Size-selected TiN nanoparticles were produced on Si (111) substrates at room temperature by ICBD method. The critical parameters of the system were tuned to obtain small nanoparticles at different size: 4.1 ± 0.2, 5.3 ± 0.4, 6.2 ± 0.2, 7.1 ± 0.3, 14.9 ± 0.7, and 20.3 ± 0.8 nm. The nanoparticle size was controlled during the production process by a mass filter with a high resolution. After deposition, the size distribution was statistically analyzed using AFM images and was in excellent agreement with the filter mass.

The TiN nanoparticle size was directly measured by HRTEM micrograph, and the crystalline structure was confirmed by the FFT patterns. The nanoparticle shape was considered as quasi-spherical according to the AFM height profiles and plan-view TEM image. The size distribution, cover surface, and nearest neighbor distance were also statistically analyzed as a function of the bias voltage by HRTEM micrograph. The increase of nanoparticle size and the nearest neighbor distance when the bias voltage is raised were explained by the coalescence of two or more nanoparticles.

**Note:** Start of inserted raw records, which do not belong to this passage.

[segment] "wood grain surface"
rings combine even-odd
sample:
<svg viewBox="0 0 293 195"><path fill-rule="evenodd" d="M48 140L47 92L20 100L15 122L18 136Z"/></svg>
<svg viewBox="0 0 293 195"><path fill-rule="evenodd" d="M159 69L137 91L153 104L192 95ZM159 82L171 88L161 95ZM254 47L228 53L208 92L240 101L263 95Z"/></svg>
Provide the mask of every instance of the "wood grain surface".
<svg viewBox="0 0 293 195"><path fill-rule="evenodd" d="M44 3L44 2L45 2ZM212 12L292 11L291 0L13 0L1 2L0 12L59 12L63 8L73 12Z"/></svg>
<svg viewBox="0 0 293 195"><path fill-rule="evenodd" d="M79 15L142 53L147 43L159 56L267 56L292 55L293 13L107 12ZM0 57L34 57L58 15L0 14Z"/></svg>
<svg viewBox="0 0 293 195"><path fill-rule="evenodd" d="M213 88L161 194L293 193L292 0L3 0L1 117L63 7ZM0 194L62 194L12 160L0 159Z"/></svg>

The PL spectra of TiN nanoparticles at different sizes were also investigated experimentally. An abrupt change in the optical properties is observed once the cluster diameter is 5.4 nm. The observation of three emissions in the strong luminescence was explained based on the quantum confinement effect due to the small size distribution of TiN nanoparticles on the surface. With this report, engineers and scientists may be able to produce small TiN nanoclusters and tailor the physical properties (hardness, optics, or electric) for useful applications (e.g., catalysis, electronics, and medicine).

Competing interests

The authors declare that they have no competing interests.

Authors' contributions

LCHM carried out the experiment and drafted the manuscript. JLM performed the AFM and HRTEM measurements. AFC and ER analyzed statistically the AFM and HRTEM images. GS carried out the measurement and interpretation of photoluminescence. EPT and LPC conceived the study, design, and coordination. All authors read and approved the final manuscript.

Acknowledgements

The authors express their gratefulness to the Congress Latin American of Physics (CLAF) for the financial support through the CLAF-SEP grant. The authors thank the staff of the Laboratory of Nanoscience and Nanotechnology from the Universidad Autonoma de Nuevo León. Thank to M. A. Gracia-Pinilla for their technical support.